Abstract

Investigation of osteoblast dysfunction in osteoporosis has been hampered by a poor understanding of normal early osteoblast differentiation, due to a relative lack of markers for the earliest cells in the lineage. Attempts to identify such markers have used cultures of animal or immortalized human cells, of uncertain relevance to human biology, or heterogeneous cultures in which genetic variability precludes the isolation of stage-specific genotypic markers. Primary in vitro generation of clonal populations of human bone marrow stromal cells was used in order to overcome these problems. Fibroblast-like stromal cells were isolated from human sternal bone marrow. They showed differentiation to an osteoblastic phenotype when stimulated with dexamethasone (10(-7) M) and fluorescence activated cell analysis demonstrated immunopositivity for STRO-1 (an antibody that recognizes osteoprogenitor stem cells of the colony-forming unit-fibroblastic) in from 8 to 40 per cent of the cells, dependent on time post-harvest. Cells positive for STRO-1 were immunoselected using magnetic activated cell sorting and seeded at low density (10 cells/cm2) to produce clones.
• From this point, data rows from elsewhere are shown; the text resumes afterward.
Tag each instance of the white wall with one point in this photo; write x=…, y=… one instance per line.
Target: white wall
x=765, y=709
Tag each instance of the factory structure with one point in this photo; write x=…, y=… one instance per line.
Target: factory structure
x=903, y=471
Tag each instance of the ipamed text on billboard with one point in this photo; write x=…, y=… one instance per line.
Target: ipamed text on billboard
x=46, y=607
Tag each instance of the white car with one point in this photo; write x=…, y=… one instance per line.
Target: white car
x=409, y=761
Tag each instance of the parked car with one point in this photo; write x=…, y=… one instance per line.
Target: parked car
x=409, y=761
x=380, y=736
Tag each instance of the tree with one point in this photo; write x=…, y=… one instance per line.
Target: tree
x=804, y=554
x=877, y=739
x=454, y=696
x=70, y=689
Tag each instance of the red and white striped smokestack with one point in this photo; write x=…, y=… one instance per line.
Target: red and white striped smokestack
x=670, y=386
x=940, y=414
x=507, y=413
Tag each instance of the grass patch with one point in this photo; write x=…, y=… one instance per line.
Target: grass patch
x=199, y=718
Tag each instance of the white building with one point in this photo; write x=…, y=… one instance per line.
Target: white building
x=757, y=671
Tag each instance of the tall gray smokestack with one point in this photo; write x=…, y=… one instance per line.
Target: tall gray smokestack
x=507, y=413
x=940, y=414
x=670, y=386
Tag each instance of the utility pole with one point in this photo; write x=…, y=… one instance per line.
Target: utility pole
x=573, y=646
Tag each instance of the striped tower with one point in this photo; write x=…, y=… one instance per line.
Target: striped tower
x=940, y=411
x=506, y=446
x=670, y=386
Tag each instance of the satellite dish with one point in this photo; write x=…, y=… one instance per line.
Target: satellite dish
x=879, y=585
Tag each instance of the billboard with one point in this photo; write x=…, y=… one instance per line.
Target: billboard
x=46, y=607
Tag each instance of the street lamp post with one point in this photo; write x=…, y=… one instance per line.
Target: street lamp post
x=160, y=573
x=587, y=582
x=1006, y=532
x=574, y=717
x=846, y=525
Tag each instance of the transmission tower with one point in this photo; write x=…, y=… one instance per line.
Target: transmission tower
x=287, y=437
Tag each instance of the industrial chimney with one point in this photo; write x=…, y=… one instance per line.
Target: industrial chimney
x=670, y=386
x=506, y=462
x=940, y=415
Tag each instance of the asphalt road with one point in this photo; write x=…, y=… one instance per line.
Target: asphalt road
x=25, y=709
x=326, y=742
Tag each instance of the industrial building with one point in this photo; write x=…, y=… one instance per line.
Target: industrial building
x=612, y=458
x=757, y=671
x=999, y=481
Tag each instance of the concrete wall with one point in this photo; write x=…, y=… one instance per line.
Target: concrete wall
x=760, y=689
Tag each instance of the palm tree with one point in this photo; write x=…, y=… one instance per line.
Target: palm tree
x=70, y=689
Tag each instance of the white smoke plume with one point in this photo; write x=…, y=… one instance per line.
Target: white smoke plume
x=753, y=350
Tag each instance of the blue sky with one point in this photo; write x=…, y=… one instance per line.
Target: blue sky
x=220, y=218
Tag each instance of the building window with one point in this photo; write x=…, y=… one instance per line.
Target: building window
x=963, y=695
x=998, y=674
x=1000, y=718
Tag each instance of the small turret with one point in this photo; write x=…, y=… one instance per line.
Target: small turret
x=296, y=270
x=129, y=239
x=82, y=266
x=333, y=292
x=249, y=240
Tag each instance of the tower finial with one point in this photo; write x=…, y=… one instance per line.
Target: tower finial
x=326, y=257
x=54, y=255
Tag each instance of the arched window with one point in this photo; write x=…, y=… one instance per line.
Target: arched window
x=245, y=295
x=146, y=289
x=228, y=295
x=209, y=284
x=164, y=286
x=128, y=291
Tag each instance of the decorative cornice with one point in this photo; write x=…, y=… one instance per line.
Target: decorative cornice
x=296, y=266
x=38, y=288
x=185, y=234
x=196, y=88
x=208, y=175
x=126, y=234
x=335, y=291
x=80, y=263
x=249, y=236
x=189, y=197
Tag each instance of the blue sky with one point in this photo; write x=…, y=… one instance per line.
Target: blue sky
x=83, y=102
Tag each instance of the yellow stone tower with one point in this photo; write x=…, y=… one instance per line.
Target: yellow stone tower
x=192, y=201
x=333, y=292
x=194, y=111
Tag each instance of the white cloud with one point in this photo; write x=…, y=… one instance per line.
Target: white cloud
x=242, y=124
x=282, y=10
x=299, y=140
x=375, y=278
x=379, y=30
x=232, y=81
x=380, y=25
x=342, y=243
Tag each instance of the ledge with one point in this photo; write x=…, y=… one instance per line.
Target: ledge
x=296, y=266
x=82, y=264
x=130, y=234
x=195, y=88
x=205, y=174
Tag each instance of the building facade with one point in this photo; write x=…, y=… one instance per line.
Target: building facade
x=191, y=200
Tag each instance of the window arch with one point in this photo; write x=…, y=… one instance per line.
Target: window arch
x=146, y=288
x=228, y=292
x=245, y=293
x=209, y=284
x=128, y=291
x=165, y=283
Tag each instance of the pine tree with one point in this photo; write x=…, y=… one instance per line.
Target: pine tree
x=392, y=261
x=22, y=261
Each clone was subpassaged, osteoblastic differentiation stimulated with dexamethasone, and mRMA-extracted at time points post-stimulation (0 h and 1-14 days). A novel poly (A) reverse transcriptase-polymerase chain reaction (RT-PCR) was used to amplify cDNA representative of all transcripts expressed at each time point. Differential gene expression within the amplified cDNA was assessed using 3' end cDNA probes to osteocalcin, osteopontin, and collagen type I (positive), demonstrating the acquisition of an osteoblastic phenotype. Time-specific gene products for early osteoblast differentiation have been generated from primary human cultures, utilizing very low density seeding and poly (A) RT-PCR. These products overcome the problems associated with animal, immortalized or heterogeneous culture and can be used to study normal and altered early osteoblast differentiation, indicating the possibility of using the same system to study other disease states.